Lamentablemente, el trabajo aludido no mencionaba una descomunal “ventaja comparativa” : los canales de televisión venezolanos, productores casi todos ellos de telenovelas, no pagan derechos de autor a sus libretistas. Esto equivale moralmente a la pequeña “ventaja comparativa” que tenían los plantadores de café brasileños cotejados con los de Colombia, Venezuela y Centroamérica durante los años que van de 1830 a 1914, ventaja que se desprendía de que la trata de esclavos no cesó en Brasil hasta la década de 1880.
En una de sus últimas crónicas de prensa, publicada en El Nacional el 23 de octubre de 2000, un impecune pero siempre lleno de humor Salvador Garmendia escribió:
“La denuncia del despojo de que son víctimas los escritores de la televisión venezolana, al serles arrebatado el derecho de autor, no necesita de muchas palabras.

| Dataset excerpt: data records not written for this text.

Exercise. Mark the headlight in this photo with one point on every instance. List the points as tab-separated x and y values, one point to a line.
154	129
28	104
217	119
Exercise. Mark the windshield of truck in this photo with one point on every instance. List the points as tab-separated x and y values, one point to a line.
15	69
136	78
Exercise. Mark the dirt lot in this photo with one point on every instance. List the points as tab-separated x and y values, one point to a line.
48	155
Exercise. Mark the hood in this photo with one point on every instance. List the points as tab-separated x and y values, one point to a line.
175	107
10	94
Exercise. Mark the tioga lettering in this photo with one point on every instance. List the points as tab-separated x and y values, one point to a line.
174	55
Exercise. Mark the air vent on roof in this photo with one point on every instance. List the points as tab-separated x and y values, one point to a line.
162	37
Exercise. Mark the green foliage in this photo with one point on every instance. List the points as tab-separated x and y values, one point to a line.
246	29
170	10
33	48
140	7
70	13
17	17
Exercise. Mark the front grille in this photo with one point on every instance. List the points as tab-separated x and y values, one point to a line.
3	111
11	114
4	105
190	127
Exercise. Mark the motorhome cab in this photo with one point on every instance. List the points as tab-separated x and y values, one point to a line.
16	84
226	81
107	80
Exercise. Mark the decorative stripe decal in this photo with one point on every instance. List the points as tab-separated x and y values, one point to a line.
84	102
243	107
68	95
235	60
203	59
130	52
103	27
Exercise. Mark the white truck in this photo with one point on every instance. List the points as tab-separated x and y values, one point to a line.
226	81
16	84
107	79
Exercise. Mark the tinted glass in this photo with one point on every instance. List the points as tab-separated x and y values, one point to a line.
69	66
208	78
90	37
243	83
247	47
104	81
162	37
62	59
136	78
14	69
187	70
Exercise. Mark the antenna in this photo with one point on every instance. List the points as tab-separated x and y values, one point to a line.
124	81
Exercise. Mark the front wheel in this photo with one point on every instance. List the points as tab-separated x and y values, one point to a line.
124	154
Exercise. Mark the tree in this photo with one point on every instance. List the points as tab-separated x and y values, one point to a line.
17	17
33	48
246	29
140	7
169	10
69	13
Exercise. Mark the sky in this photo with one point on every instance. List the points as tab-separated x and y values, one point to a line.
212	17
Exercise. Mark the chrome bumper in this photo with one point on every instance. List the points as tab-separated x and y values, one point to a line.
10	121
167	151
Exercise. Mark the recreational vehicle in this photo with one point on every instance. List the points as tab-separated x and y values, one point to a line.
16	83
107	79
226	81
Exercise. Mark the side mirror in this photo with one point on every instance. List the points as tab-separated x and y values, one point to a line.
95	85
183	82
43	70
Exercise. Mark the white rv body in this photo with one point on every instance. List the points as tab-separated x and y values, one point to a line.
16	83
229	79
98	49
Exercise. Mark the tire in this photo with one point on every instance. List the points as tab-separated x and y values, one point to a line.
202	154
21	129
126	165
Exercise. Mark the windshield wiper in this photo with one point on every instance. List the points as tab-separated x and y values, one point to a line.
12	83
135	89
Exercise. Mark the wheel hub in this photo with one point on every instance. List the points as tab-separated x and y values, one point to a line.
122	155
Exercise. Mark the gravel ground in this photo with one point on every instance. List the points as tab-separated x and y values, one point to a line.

Será suficiente con dar a la publicidad un modelo de contrato de los que se aplican inveteradamente en los canales. A cambio de un salario, la empresa pasa a ser dueña absoluta de los derechos autorales de una obra, por tiempo ilimitado, en cualquier idioma en que se ofrezca, más allá de la desaparición física de su autor, por cualquiera de los medios de reproducción y divulgación existentes o los que se inventen en el futuro. A cambio de este despojo demencial y pirático, aparte de su participación fija en la nómina, no recibirá absolutamente nada”.